En seconde partie, nous passons de l’opéra français au Danube. Le chant de bonheur de Louise, au français perfectible, s’impose donc par l’emphase du portamento. Tandis que dans l’air du Cours-la-Reine nous retrouvons l’aisance de la scène dans un rôle assidument fréquenté, notamment à l’Opéra Bastille, juste avant la fermeture de mars 2020 ; malheureusement la gavotte a été par deux fois interrompue par un public assez indiscipliné qui, par des applaudissements impromptus, avait déjà obligé l’artiste à s’arrêter après la prière de Norma. Une grande émotion se dégage ensuite de la chanson à la lune de Rusalka, grâce aussi au déploiement d’une palette chromatique très variée. Les réminiscences de Rosalinde se singularisent enfin par un chant syllabique exquis et la bonne dose d’humour qui leur sied.

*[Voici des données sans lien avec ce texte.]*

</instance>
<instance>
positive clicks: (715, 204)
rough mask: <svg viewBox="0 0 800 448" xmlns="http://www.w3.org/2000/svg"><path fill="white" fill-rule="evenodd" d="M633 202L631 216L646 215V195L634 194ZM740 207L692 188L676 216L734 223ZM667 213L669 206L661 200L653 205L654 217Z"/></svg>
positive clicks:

Annoncé toujours comme sonorisé, le concert ne l’est, heureusement, que pour le medley de chansons américaines qui nous ouvre déjà au monde des bis. Si cet appendice n’apporte pas grand-chose à l’intérêt d’un programme déjà riche, relevons néanmoins un sens de la nuance prononcé, spécialement dans « Moon River », « Edelweiss » et « Somewhere Over The Rainbow » où l’interprète retrouve toute son épaisseur de soprano. Des deux véritables bis, « Paris, Paris, Paris » de Joséphine Baker constitue un avant-goût du Gala que donnera Pretty Yende, toujours au Théâtre des Champs-Élysées, le 4 octobre prochain, auquel fera suite, le 16 décembre, « Noël en chansons », encore en collaboration avec « Les Grandes Voix ». Désormais en passe de devenir son refrain et sa griffe, « I’m so Pretty », d’après West Side Story, clôt la soirée dans l’allégresse. Le public est comblé et, à juste titre, fait un triomphe à sa cantatrice bien-aimée.
Pretty Yende, soprano
Orchestre national d’Île-de-France, dir. Pablo Mielgo
Giuseppe Verdi
La forza del destino, ouverture
Il trovatore, « Siam giunti; ecco la torre, ove di stato // D’amor sull’ali rosee » (Leonora)
Vincenzo Bellini
Norma, « Casta diva, che inargenti // Ah! bello a me ritorna » (Norma)
Giuseppe Verdi
Nabucco, ouverture
I vespri siciliani, « Mercé, dilette amiche » (Elena)
Gustave Charpentier
Louise, « Depuis le jour » (Louise)
Jacques Offenbach
La Vie parisienne, ouverture
Jules Massenet
Manon, « Suis-je gentille ainsi ? // Obéissons quand leur voix appelle » (Manon)
Antonín Dvořák
Rusalka, « Měsíčku na nebi hlubokém » (hymne à la lune) (Rusalka)
Johann Strauss II
Die Fledermaus, ouverture
« Klänge der Heimat » (Csárdás) (Rosalinde)
Medley American Songs : Herman Hupfeld – « As Time Goes By » ; Johnny Mercer, Henry Mancini – « Moon River » ; Richard Rodgers – « Edelweiss » ; Marvin Hamlisch – « The Way We Were » ; Harold Arlen – « Somewhere Over The Rainbow »
Paris, Théâtre des Champs-Élysées, concert du dimanche 8 juin 2025.